Segnalazione da Stella Morra.
Leggo molto, per lavoro e per piacere; ci sono libri che mi piacciono e altri meno, libri che ritengo importanti, libri che dimentico. Ma ogni tanto, solo ogni tanto!, leggo un libro e, io che di mestiere scrivo, alla fine penso: “Ma perché non l’ho scritto io? Questo è il libro che avrei voluto scrivere…”.
Questo è ciò che ho pensato dopo aver letto Il canto del viaggio di Jean-Pierre Sonnet (edizioni Qiqajon, 2009, 86 pagine, euro 7,50): un libro che sta in tasca e si legge in due ore, breve e intenso come l’acqua quando si ha sete, poetico e concreto come il pane. Dopo tanti anni di lectio condivise, davvero avrei voluto scrivere pagine così per dire perché amo la Scrittura e perché ho visto che essa tanti legami crea e tanto muove.

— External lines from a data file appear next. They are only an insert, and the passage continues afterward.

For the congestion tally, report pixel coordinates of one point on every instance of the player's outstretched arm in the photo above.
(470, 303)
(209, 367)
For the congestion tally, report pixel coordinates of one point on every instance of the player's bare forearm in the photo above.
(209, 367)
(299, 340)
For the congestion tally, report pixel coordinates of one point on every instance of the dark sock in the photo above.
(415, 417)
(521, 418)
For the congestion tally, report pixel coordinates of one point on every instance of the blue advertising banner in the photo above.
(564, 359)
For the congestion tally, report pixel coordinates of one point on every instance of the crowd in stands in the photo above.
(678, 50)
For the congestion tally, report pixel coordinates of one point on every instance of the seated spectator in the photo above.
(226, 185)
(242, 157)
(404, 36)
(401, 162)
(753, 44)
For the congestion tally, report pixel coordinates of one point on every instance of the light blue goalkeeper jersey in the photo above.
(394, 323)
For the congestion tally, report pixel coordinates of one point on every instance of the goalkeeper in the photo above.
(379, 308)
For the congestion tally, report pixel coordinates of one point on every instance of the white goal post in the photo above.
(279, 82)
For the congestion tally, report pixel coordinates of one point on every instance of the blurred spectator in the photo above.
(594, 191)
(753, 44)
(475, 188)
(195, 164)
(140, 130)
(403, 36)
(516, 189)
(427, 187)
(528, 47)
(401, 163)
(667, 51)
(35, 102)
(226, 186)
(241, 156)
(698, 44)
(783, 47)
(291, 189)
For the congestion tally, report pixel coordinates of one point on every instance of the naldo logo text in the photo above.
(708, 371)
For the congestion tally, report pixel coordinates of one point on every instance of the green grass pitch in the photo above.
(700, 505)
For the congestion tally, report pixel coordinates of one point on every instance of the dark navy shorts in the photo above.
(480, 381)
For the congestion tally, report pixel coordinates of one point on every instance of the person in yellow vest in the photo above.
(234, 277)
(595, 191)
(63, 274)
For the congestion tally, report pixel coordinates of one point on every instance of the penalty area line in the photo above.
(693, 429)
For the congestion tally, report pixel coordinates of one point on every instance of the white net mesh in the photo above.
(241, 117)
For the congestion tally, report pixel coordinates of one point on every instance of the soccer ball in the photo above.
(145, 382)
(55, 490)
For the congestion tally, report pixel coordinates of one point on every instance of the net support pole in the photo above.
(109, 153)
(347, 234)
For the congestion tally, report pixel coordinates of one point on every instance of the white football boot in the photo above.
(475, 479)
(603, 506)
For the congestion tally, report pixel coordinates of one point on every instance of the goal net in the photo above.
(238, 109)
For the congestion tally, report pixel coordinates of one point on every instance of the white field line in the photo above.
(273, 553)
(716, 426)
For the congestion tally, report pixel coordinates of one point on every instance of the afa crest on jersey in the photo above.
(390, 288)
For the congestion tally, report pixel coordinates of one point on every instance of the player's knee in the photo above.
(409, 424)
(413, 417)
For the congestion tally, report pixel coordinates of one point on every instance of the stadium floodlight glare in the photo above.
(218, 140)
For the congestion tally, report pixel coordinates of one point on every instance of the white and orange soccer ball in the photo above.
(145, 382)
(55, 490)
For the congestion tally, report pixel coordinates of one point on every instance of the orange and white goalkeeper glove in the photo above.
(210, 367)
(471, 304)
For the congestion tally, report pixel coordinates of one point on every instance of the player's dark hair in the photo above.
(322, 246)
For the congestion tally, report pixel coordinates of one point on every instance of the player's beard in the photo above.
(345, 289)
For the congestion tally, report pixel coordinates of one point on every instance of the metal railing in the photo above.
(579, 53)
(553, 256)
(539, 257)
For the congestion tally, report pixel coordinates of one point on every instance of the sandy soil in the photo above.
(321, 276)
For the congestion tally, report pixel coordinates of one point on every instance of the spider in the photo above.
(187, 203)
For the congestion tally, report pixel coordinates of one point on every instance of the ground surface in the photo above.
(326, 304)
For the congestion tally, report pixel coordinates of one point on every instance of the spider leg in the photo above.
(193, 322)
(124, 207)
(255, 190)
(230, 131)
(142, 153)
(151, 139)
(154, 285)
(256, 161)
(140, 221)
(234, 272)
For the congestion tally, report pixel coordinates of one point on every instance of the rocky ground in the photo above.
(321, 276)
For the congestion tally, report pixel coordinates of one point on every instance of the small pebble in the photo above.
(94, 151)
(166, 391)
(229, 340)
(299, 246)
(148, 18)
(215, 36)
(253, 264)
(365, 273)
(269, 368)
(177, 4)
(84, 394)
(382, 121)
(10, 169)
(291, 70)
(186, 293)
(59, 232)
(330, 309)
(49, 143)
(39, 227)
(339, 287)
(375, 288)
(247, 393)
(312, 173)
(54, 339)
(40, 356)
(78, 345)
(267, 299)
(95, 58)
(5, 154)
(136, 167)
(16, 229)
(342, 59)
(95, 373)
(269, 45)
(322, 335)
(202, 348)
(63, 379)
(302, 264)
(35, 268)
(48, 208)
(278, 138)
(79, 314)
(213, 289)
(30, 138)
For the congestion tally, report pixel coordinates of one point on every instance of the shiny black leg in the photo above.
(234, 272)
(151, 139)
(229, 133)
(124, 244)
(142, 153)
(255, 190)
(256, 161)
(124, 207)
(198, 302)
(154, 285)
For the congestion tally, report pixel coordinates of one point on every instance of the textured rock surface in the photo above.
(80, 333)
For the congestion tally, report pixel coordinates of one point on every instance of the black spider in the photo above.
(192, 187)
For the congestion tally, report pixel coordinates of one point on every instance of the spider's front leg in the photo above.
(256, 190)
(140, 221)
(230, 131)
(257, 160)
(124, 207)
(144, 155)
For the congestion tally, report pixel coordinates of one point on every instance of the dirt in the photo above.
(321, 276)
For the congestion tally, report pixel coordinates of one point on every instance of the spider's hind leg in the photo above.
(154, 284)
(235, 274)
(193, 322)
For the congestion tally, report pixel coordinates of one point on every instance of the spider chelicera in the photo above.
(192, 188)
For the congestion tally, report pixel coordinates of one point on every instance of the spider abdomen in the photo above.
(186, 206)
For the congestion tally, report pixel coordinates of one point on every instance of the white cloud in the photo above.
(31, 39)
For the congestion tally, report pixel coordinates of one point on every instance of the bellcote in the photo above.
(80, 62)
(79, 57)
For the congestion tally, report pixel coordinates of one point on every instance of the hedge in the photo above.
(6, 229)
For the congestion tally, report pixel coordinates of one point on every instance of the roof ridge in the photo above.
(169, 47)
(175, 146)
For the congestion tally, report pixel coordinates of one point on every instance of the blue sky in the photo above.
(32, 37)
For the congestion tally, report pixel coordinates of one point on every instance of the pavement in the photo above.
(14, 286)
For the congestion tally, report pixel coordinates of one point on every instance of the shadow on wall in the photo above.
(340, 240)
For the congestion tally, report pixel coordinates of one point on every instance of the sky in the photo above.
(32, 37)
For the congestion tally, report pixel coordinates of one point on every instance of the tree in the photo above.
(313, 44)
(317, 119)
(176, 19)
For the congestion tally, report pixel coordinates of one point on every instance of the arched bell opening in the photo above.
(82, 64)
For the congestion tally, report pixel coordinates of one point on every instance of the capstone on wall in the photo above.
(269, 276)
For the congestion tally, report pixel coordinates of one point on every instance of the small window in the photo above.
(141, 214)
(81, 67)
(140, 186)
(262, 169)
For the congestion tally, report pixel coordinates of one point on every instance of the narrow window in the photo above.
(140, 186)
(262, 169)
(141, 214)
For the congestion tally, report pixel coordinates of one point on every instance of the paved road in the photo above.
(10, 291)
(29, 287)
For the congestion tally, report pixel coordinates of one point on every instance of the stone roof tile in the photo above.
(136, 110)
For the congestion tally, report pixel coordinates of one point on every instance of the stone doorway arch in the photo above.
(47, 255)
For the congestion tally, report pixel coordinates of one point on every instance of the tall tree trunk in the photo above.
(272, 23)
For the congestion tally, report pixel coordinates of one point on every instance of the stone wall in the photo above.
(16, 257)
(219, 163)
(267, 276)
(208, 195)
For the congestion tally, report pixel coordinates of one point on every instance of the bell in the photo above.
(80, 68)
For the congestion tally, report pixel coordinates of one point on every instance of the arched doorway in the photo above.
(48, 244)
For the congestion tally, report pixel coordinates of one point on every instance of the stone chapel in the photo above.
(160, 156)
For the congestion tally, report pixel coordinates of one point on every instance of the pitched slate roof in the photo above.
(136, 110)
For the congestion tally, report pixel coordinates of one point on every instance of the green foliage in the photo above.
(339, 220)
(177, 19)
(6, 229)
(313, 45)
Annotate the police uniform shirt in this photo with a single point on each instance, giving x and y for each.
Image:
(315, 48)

In regalo, ecco la brevissima introduzione del testo: “Libro da portare con sé e bussola di chi la porta, la Bibbia ha qualcosa di «portabile». Il suo intreccio ne fa un libro di partenze, e la storia che racconta approda all’istituzione di pellegrinaggi che scandiscono l’esistenza di Israele: i cammini fondatori devono proseguire. Se il suo polo di attrazione è il luogo santo, Gerusalemme, la Bibbia fa anche del camminare lo “spazio” – anch’esso santo – dell’esperienza di Dio. Lo testimoniano le figure di Abramo, di Mosè e di Elia e, per ultima, quella di Gesù, l’«uomo che cammina» e mette in cammino. Tuttavia, tra le strade della Bibbia e quelle dei suoi lettori, le prime da percorrere sono le parole della Scrittura: il primo pellegrinaggio è la lettura”.